The alarming suggestion caused Seth to run out of the place, as though he were running for his life, and this display of excitement on his part was so novel that the neighbours who were still waiting in the street for news concerning the letter came, first to the usual conclusion that the house was on fire, and next to the more appetising one that Seth Dumbrick had suddenly gone mad. He was a long time absent, for it was no easy matter to get a ten-pound note changed in Rosemary Lane. There were hundreds who had never seen such a thing, and to whom a sight of it would have been an eighth wonder of the world .
Seth returned in a calmer mood, with a fistful of gold, which he let fall, piece by piece, on the table, before Sally's wondering eyes. She, who never experienced a pleasure, new or old, without desiring that her idol should share it, caught up the Duchess, crying: "Look, Duchess, look!" The Duchess stretched forth her hand with eager delight, and the children sat close to the table, playing gleefully with the bright pieces, Seth standing at their back, looking at them and at the gold, with one hand resting on the Duchess's shoulder, and the other rasping his chin. His declaration that he did not care where the money came from was not ingenious. If he had wished, he could not have banished so singular an adventure from his mind, and the more he thought of it the more it puzzled him. He had no friend who was likely or able to commit an action so quixotic; neither had Sally nuskin hong kong.

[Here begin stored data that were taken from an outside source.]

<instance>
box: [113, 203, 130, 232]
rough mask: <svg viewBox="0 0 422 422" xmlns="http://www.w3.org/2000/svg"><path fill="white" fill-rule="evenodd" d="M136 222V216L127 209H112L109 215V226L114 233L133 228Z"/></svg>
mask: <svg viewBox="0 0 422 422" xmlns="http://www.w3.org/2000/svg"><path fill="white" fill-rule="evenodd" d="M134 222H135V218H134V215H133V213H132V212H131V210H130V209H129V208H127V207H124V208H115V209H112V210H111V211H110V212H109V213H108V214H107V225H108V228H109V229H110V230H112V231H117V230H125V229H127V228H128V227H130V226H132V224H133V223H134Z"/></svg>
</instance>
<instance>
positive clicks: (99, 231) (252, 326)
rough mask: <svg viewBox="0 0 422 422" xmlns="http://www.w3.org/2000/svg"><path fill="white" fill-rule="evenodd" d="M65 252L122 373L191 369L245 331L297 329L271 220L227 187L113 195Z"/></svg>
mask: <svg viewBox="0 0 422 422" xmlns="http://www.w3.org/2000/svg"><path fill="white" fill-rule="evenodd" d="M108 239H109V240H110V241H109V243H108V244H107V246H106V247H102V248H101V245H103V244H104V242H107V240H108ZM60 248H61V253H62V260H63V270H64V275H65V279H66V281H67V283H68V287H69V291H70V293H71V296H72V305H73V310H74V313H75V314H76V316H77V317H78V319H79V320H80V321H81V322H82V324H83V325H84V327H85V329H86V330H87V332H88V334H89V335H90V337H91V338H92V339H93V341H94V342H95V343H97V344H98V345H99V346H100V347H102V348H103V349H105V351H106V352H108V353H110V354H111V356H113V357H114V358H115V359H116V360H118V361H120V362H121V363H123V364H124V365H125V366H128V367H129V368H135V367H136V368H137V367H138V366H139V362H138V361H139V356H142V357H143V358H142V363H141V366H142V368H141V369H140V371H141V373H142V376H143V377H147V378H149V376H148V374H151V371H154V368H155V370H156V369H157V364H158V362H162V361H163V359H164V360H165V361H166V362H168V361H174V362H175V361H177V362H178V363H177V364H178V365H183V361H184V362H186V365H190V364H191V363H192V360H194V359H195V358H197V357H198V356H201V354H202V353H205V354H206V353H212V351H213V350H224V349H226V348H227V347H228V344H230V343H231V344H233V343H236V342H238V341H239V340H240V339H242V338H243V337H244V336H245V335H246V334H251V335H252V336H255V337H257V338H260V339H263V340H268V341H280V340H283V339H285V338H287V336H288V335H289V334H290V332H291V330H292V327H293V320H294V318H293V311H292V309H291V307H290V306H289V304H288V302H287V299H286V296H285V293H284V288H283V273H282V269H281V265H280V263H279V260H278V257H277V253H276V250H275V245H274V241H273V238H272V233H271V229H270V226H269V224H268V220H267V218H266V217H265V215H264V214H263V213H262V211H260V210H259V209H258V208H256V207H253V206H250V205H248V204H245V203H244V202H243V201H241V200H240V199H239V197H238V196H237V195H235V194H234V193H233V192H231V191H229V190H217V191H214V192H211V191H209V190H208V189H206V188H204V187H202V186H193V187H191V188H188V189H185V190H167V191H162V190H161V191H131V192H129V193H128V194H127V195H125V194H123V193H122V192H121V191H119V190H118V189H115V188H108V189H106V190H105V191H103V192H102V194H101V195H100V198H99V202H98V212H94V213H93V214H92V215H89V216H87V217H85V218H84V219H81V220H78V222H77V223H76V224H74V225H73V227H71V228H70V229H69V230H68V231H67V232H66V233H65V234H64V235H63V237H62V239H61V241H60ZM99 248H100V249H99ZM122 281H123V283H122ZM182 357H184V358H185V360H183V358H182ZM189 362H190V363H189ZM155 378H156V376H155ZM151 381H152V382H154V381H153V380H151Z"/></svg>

Turning his attention to the letter again, he held it up to the light and peered closely at it, in the endeavour to discover a clue. Then it came into his mind that there was a kind of colourless ink with which persons wishing to communicate secretly could write, and which heat alone would render visible, and he placed the paper to the fire without arriving at any satisfactory result. He could not detect even the scratch of a pen. It was the most unsolvable of riddles. "I am afraid I must give it up," he said to himself, but he could not give it up. With the subject still in his mind, he ascended to his stall to finish some work he had in hand before he started on the contemplated holiday. During his work, a hundred ingenious theories started up, all to be dismissed but one, which took strong possession of him. "
Some rich person," he thought, "perhaps a lady who once had a pretty child, that she was ashamed to call her own, has seen the Duchess by chance, and has fallen in love with her beautiful face, because it reminds her of old days. Then she finds out the Duchess's name; then she discovers that the Duchess has been ill; and then she sends a present of money in this mysterious way." The sentiment attaching to this fanciful speculation rendered it peculiarly attractive to Seth. "We'll put it down to that," he mused; "stranger things have happened in the world." So he put it down to "that," and produced some pleasant mental pictures out of the fancy.